Brak żywej wiary w Jezusa Chrystusa u ludzi, a nawet u rzekomych chrześcijan jest powodem opłakanego stanu rzeczy na świecie. Wszyscy pragną pokoju i szczęścia, a swe pragnienia opierają na słabych i zwodniczych ludzkich zdobyczach, a nie na mocy Bożej i na głoszonych przez Chrystusa zasadach sprawiedliwości prawdy i miłości Boga nade wszystko, a bliźniego jak siebie samego. Lud Boży ma inne źródło pokoju i szczęścia; ma innych przyjaciół, inne radości, nadzieje i perspektywy. Posiadający żywą wiarę w Chrystusa i Boskie obietnice są bogatymi, bez względu na ich zewnętrzne warunki, gdyż ich dług grzechu został opłacony; są bogaci w zapewnieniu Słowa Bożego, że ich obecne doświadczenia pod nadzorem Boskiej mądrości służą ich najwyższemu dobru.

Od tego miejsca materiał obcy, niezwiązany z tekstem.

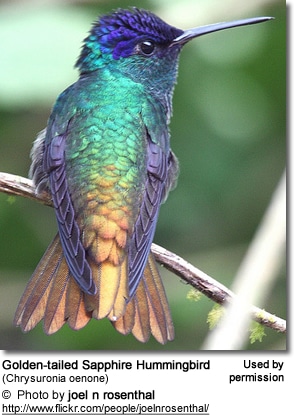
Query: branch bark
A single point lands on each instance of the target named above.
(20, 186)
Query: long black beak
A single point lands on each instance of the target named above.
(203, 30)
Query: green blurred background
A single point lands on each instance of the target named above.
(228, 131)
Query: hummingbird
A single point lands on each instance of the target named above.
(106, 162)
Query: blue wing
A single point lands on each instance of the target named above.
(162, 171)
(69, 232)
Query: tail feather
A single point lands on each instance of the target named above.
(75, 310)
(53, 295)
(33, 302)
(148, 312)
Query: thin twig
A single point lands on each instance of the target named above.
(20, 186)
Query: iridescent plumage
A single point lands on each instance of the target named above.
(105, 159)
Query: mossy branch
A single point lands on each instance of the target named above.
(20, 186)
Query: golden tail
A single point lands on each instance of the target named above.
(52, 295)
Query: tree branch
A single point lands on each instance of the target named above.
(20, 186)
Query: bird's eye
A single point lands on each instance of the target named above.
(147, 47)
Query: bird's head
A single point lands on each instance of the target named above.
(142, 46)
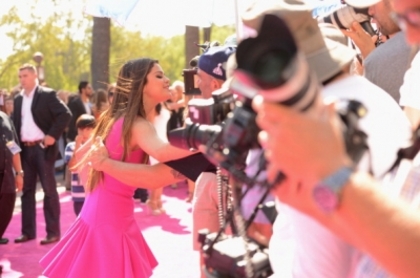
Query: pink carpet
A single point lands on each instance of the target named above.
(168, 235)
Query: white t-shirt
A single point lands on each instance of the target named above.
(160, 122)
(317, 251)
(410, 90)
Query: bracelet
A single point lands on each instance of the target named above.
(19, 173)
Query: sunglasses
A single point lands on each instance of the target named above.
(411, 17)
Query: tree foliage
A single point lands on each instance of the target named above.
(65, 39)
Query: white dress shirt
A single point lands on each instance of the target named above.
(29, 131)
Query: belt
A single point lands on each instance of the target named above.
(31, 144)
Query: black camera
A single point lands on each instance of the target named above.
(189, 82)
(226, 255)
(270, 65)
(344, 16)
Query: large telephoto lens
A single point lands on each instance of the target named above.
(193, 135)
(266, 58)
(271, 65)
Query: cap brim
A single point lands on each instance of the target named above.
(362, 3)
(330, 60)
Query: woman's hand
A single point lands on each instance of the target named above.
(361, 38)
(97, 155)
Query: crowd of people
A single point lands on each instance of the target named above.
(341, 210)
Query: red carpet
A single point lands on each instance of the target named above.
(168, 235)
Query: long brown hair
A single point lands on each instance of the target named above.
(127, 103)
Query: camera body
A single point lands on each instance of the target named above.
(225, 255)
(346, 15)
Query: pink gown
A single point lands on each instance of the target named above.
(105, 240)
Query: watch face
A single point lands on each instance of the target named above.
(325, 198)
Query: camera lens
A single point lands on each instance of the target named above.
(269, 65)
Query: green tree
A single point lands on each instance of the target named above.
(64, 56)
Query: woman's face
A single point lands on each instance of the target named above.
(157, 86)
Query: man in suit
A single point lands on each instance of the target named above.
(79, 105)
(40, 118)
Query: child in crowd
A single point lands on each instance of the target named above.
(84, 124)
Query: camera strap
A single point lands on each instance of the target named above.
(225, 199)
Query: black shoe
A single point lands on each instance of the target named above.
(49, 240)
(23, 238)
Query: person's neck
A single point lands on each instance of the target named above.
(28, 91)
(149, 109)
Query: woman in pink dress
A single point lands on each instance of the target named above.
(105, 240)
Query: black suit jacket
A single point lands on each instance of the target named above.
(77, 108)
(50, 114)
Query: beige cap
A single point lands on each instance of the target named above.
(324, 56)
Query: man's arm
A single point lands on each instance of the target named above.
(61, 115)
(312, 149)
(140, 175)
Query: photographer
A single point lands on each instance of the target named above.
(385, 64)
(319, 253)
(375, 223)
(211, 76)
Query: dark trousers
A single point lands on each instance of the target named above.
(35, 165)
(7, 205)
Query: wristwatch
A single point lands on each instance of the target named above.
(19, 173)
(327, 193)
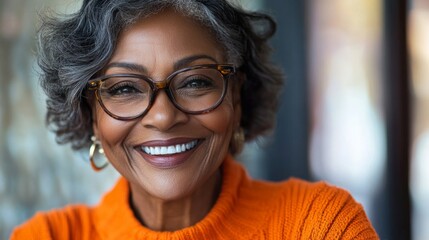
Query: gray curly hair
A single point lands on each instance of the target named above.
(74, 48)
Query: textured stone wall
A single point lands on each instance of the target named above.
(35, 173)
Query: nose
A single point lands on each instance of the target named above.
(163, 115)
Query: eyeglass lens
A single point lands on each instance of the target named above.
(193, 91)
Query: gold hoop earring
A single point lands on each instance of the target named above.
(96, 155)
(237, 141)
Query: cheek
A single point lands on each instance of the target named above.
(220, 121)
(109, 130)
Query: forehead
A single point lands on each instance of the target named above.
(165, 37)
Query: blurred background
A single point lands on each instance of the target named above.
(355, 111)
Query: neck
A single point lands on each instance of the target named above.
(160, 215)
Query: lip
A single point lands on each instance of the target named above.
(170, 160)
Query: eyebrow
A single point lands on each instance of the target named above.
(182, 63)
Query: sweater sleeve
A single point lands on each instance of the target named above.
(72, 222)
(331, 213)
(35, 228)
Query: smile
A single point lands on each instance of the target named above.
(168, 150)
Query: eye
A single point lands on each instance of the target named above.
(124, 88)
(196, 82)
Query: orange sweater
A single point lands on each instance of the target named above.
(245, 209)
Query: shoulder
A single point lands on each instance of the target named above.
(322, 211)
(56, 224)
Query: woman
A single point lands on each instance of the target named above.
(169, 91)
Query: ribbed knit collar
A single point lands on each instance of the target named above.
(237, 208)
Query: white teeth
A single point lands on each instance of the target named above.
(173, 149)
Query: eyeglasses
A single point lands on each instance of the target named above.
(193, 90)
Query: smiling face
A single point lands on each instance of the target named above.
(156, 47)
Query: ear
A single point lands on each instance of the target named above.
(92, 102)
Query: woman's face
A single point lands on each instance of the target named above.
(157, 45)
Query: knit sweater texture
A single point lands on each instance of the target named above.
(245, 209)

Mając takowe zapewnienie i silnie w nie wierząc mogą radować się w obecnych próbach i doświadczeniach, znosząc je z cierpliwością i nadzieją. Bóg ćwiczy swe dzieci i przysposabia je do przyszłego dzieła i do chwały, przeto uciski, które kiedyś mogłyby nas zgnieść, obecnie uważamy je za bardzo lekkie i krótkotrwałe, które, gdy znosimy cierpliwie, nader wielką nagrodę i chwałę nam sprawują (2 Kor. 4:17). Nie patrzymy na przemijające rzeczy widzialne, ale na te, które są niewidzialne i wieczne. Tym sposobem na podobieństwo Mojżesza w starożytności (on ,,jakoby widział niewidzialnego” pomocnika we wszystkich swoich uciskach – Hebr. 11:27), wszystko przyjmujemy z wdzięcznością, rozumiejąc, że otrzymujemy od Boga więcej łask i błogosławieństw, aniżeli zasługujemy. Jeżeli w czymkolwiek cierpimy braki, zdajemy sobie sprawą z tego, że we wszystkich wiekach wierni byli pouczani, aby „cierpieli zło jako dobrzy żołnierze Jezusa Chrystusa” (2 Tym. 2:3), i że nasz drogi Zbawiciel i Jego zacni apostołowie obrawszy tą drogę wierności i prawdy, znosili różne braki – pragnienie, głód, niedostatki, utraty przyjaciół, itp. Chociaż sami byli ubodzy, wielu ubogacali prawdziwymi bogactwami łaski Bożej – wielkimi zyskami „pobożności z przestawaniem na swym”, czego świat nie może dać ani wziąć. W jakichkolwiek warunkach znajdujemy się, słyszymy zapewnienie Słowa Bożego: „Wszystkie rzeczy są wasze, jeżeliście wy Chrystusowi” (2 Kor. 6:10; 1 Tym. 4:6; 1 Kor. 3:22- 23).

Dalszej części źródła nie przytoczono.